1.死体、銀杏、堆肥、嘔吐物、汚水、汚泥、ペット、体表の腫瘍、介護又は切削油の臭いの変調用臭気変調剤であって、
エステル類、アルデヒド類、アルコール類、及びピラン類を含有することを特徴とする臭気変調剤。
2.前記エステル類は、ヘキサン酸エステル、プロピオン酸エステル、オクタン酸エステル、酢酸エステル、酪酸エステル、イソ酪酸エステル及びアントラニル酸エステルからなる群より選択される少なくとも一種である、項1に記載の臭気変調剤。
3.前記エステル類の含有量は、臭気変調剤を100質量%として18~75質量%である、項1又は2に記載の臭気変調剤。
4.前記アルデヒド類は、芳香族アルデヒド及び脂肪族アルデヒドから選択される少なくとも一種である、項1~3のいずれかに記載の臭気変調剤。
5.前記アルデヒド類の含有量は、臭気変調剤を100質量%として0.1~25質量%である、項1~4のいずれかに記載の臭気変調剤。

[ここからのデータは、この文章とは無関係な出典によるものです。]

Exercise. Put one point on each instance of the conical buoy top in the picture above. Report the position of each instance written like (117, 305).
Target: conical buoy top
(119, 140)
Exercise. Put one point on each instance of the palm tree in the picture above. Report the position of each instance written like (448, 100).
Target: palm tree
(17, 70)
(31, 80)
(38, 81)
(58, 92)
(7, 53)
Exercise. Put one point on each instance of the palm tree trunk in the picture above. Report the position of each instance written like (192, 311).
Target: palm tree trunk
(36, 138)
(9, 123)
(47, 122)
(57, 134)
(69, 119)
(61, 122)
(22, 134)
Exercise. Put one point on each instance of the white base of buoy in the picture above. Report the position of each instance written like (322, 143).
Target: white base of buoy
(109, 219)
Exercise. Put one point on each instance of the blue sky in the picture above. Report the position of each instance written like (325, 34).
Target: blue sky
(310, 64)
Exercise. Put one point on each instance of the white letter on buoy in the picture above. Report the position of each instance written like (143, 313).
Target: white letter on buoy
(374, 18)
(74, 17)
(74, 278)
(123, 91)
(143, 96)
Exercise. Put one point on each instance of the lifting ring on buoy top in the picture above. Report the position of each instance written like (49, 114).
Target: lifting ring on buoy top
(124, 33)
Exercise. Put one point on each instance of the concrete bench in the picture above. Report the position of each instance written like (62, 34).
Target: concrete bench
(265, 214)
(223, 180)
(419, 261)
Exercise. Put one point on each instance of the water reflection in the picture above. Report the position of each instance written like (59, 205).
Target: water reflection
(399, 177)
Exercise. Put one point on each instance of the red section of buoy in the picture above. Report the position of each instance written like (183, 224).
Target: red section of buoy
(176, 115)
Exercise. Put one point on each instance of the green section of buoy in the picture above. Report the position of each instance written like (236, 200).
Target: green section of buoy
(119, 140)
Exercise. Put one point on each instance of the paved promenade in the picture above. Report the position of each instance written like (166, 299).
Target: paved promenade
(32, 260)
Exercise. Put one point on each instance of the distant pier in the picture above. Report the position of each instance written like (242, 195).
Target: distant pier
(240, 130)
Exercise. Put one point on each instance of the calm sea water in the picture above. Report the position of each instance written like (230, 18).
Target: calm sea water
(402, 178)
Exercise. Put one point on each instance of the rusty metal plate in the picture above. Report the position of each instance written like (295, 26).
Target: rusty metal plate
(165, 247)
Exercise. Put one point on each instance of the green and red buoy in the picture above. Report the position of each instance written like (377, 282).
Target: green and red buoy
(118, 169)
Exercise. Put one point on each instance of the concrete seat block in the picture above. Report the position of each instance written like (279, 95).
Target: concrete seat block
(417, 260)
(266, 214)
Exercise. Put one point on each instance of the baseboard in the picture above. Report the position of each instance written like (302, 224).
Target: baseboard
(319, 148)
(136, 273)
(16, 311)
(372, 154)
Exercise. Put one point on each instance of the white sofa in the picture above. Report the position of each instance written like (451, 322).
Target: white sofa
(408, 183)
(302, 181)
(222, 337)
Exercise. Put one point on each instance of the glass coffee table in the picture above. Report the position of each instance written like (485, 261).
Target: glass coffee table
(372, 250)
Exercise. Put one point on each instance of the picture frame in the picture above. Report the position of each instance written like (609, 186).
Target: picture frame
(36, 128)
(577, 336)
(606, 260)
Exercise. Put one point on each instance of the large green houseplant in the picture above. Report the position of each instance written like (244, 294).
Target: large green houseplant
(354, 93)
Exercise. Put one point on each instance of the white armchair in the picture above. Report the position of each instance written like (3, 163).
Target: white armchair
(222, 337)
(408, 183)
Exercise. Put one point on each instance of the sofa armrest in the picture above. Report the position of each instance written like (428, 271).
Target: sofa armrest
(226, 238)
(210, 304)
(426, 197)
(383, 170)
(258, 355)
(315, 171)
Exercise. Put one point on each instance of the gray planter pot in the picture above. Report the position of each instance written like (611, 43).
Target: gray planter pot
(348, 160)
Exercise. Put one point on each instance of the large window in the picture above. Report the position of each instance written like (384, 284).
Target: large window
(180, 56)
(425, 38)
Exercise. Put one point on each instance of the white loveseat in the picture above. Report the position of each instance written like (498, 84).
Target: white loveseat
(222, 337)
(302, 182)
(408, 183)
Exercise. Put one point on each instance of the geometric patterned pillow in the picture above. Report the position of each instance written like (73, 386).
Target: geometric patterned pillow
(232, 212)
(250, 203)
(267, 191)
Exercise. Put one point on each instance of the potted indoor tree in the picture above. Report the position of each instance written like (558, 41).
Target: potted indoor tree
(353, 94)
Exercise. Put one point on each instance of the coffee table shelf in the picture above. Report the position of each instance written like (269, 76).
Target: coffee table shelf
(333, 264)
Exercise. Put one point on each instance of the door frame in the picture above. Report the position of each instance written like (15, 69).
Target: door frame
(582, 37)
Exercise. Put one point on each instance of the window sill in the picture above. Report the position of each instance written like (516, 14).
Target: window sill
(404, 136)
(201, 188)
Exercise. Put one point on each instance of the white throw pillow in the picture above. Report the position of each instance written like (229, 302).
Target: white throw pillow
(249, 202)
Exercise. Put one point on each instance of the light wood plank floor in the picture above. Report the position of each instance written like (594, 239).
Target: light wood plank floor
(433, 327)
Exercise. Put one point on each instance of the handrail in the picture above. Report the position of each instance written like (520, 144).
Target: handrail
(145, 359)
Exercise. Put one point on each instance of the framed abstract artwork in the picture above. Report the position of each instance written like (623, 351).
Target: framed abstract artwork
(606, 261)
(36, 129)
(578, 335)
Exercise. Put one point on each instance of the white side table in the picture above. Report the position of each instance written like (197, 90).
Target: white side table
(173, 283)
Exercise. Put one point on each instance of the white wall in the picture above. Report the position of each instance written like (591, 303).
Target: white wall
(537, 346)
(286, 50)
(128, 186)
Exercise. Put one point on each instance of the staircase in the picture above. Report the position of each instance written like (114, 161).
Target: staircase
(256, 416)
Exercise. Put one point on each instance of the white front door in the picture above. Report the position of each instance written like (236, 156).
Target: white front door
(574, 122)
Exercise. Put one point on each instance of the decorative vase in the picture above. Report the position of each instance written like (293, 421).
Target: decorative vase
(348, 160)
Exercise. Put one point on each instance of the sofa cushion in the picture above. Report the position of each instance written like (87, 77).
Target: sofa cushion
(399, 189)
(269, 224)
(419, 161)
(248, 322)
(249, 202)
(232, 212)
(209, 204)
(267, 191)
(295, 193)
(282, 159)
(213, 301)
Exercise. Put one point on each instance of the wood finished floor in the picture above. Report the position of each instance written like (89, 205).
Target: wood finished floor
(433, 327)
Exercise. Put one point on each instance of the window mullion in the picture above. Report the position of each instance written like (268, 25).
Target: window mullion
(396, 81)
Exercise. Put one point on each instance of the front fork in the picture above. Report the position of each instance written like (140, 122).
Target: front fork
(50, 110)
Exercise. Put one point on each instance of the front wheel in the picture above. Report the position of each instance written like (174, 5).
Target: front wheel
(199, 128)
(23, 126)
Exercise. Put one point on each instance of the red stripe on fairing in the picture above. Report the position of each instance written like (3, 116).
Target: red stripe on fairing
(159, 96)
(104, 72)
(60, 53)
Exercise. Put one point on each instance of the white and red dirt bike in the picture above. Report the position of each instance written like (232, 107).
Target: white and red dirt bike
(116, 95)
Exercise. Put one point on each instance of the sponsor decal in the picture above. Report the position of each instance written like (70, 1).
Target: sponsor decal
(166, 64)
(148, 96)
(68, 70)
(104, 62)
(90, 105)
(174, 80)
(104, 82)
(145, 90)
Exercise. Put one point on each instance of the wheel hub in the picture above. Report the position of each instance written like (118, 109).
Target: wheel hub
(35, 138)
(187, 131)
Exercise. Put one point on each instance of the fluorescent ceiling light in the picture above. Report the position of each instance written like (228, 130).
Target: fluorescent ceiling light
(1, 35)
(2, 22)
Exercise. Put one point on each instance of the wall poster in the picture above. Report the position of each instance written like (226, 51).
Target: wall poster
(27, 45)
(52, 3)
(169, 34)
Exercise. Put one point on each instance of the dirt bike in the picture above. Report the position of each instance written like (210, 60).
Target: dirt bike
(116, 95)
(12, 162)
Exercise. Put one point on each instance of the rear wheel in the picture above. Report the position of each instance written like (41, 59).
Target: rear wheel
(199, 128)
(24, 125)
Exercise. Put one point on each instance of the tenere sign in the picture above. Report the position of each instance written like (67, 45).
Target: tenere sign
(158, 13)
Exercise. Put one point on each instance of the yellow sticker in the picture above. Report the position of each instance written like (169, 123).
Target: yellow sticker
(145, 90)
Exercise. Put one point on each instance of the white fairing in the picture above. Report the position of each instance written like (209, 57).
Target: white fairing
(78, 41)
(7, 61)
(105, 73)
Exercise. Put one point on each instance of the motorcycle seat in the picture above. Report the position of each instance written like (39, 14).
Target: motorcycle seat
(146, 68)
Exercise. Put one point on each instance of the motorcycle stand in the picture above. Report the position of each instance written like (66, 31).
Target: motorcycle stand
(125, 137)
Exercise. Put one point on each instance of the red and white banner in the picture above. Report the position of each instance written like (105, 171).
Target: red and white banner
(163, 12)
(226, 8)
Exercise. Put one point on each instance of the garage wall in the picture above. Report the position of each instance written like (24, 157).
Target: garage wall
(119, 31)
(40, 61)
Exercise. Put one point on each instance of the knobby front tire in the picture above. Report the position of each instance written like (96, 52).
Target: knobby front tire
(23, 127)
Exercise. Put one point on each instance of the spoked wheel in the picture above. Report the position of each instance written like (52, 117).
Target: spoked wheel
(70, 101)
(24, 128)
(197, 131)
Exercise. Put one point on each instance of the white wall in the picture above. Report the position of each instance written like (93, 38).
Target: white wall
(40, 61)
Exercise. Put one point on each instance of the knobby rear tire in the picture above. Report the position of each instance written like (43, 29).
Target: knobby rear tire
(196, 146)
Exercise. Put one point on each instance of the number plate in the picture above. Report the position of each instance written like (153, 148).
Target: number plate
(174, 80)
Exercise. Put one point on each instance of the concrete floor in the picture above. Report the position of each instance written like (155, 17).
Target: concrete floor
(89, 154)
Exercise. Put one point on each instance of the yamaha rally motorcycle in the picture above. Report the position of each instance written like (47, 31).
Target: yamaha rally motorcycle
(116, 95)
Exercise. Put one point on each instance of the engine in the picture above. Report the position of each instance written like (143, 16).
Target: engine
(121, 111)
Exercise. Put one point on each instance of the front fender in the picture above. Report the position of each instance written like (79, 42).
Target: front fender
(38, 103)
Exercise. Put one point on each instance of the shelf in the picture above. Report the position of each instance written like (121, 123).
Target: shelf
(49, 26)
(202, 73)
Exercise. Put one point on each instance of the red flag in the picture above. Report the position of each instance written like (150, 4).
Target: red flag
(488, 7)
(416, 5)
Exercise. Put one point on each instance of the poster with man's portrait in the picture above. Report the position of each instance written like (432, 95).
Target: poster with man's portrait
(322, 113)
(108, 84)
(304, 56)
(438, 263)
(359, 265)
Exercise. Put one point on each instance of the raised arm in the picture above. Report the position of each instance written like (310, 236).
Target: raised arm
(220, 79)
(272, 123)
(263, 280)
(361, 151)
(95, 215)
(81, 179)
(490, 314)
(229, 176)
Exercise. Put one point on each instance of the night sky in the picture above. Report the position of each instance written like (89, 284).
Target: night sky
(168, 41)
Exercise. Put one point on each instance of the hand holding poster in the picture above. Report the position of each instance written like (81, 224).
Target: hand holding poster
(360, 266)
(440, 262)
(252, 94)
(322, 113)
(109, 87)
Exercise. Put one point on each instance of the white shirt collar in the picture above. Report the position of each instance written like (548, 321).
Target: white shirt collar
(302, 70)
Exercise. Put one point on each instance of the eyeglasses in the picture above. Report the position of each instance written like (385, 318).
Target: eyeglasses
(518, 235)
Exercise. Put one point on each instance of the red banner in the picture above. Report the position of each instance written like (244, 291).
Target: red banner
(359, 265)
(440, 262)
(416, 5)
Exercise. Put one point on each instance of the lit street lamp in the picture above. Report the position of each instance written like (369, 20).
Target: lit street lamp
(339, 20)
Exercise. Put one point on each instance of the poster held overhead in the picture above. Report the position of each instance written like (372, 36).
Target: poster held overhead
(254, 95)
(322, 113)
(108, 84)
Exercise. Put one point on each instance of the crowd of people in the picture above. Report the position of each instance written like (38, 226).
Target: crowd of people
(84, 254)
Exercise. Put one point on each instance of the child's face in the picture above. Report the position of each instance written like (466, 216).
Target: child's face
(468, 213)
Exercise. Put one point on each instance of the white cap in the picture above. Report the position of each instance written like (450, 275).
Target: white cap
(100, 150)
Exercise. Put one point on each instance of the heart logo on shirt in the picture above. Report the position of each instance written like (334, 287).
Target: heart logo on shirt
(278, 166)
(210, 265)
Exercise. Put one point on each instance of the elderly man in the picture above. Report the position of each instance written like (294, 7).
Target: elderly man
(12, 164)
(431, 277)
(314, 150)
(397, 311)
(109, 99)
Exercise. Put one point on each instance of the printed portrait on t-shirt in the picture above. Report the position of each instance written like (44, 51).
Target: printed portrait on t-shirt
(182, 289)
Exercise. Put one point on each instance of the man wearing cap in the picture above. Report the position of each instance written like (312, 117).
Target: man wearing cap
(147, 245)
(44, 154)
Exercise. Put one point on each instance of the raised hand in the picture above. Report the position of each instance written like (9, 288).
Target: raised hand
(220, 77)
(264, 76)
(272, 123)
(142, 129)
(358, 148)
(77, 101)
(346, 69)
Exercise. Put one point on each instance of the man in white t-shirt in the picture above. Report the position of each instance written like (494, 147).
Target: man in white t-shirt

6.前記アルコール類は、脂肪族アルコール、モノテルペンアルコール及び芳香族アルコールからなる群より選択される少なくとも一種である、項1~5のいずれかに記載の臭気変調剤。
7.前記アルコール類の含有量は、臭気変調剤を100質量%として0.1~25質量%である、項1~6のいずれかに記載の臭気変調剤。
8.前記ピラン類は、エチルマルトール及びマルトールから選択される少なくとも一種である、項1~7のいずれかに記載の臭気変調剤。
9.前記ピラン類の含有量は、臭気変調剤を100質量%として0.1~10質量%である、項1~8のいずれかに記載の臭気変調剤。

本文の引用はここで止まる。